In [11]:
from pyspark.sql.functions import *
spark.conf.set("spark.sql.crossJoin.enabled", "true")
from pyspark.sql.functions import col



In [1]:
from pyspark.sql.types import StructType, StructField, IntegerType,StringType
employee_details_schema = StructType([
    StructField("EmpId", IntegerType(), True),
    StructField("FirstName", StringType(), True),
    StructField("lastName", StringType(), True),
    StructField("ManagerId", IntegerType(), True),
    StructField("DateOfJoining", StringType(), True)
])

employee_salary_schema = StructType([
    StructField("EmpId", IntegerType(), True),
    StructField("Project", StringType(), True),
    StructField("Salary", IntegerType(), True)
])


In [2]:
employee_details = spark.read.csv("Employee_Details.txt",header=False,schema=employee_details_schema)

In [3]:
employee_details.show()

+-----+---------+---------+---------+-------------+
|EmpId|FirstName| lastName|ManagerId|DateOfJoining|
+-----+---------+---------+---------+-------------+
|  121|     Jon |     Snow|      321|   01/31/2014|
|  321|   Walter|    White|      986|   01/30/2015|
|  421| Kuldeep |     Rana|      876|   27/11/2016|
|  121|   Aegon |Targaryen|      321|   01/31/2014|
+-----+---------+---------+---------+-------------+



In [4]:
employee_salary = spark.read.csv("Employee_Salary.txt",header=False,schema=employee_salary_schema)

In [5]:
employee_salary.show()

+-----+-------+------+
|EmpId|Project|Salary|
+-----+-------+------+
|  121|     P1|  8000|
|  321|     P2|  1000|
|  421|     P1| 12000|
+-----+-------+------+



In [6]:
employee_details.registerTempTable("employee_details")
employee_salary.registerTempTable("employee_salary")
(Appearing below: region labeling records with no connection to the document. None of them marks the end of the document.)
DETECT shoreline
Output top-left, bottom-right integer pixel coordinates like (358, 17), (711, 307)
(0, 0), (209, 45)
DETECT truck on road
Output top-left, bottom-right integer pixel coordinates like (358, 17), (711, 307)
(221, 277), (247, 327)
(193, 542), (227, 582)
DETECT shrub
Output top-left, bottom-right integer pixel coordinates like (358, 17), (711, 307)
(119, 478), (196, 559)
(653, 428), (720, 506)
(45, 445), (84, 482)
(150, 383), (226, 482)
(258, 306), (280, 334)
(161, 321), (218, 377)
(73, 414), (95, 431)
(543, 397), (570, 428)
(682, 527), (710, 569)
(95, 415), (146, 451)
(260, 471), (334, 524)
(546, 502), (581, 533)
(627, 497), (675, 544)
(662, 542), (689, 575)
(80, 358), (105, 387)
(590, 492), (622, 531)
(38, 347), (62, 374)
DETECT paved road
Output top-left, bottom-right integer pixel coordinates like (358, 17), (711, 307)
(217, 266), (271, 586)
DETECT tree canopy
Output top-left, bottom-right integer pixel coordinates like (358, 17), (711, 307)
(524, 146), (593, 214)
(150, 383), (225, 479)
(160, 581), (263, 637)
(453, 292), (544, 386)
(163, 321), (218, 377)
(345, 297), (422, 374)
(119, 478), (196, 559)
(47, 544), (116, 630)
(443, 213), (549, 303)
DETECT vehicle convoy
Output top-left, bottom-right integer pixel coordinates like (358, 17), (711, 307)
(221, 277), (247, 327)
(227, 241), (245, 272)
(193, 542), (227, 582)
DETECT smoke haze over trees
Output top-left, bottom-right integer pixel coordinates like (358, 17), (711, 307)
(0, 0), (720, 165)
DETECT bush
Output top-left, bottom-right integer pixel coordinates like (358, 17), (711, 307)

DataFrame[EmpId: int, Project: string, Salary: int]

In [8]:
spark.sql("select * from employee_salary").show()
spark.sql("select * from employee_details").show()


+-----+-------+------+
|EmpId|Project|Salary|
+-----+-------+------+
|  121|     P1|  8000|
|  321|     P2|  1000|
|  421|     P1| 12000|
+-----+-------+------+

+-----+---------+---------+---------+-------------+
|EmpId|FirstName| lastName|ManagerId|DateOfJoining|
+-----+---------+---------+---------+-------------+
|  121|     Jon |     Snow|      321|   01/31/2014|
|  321|   Walter|    White|      986|   01/30/2015|
|  421| Kuldeep |     Rana|      876|   27/11/2016|
|  121|   Aegon |Targaryen|      321|   01/31/2014|
+-----+---------+---------+---------+-------------+



In [262]:
# 1) Write a SQL query to fetch the count of employees working in project 'P1'
# select count(*) from employee_salary where Project = 'P1'

one=employee_salary.filter(employee_salary['Project']=='P1').count()

In [263]:
one

2

In [9]:
spark.sql("select count(*) from employee_salary where Project = 'P1'").show()


+--------+
|count(1)|
+--------+
|       2|
+--------+



In [12]:
# Write a SQL query to fetch employee_details names where salary greater than or equal 
# to 5000 and less than or equal to 10000
# select name from employee_details e1 join employee_salary e2 join on e1.EmpId = e2.EmpId
# where e2.Salary >= 5000 and e2.Salary <= 10000

two = employee_details.join(employee_salary,"EmpId").filter((col("Salary") >= 5000) & (col("Salary") <= 10000))

In [13]:
two.show() #.select("FirstName","lastName")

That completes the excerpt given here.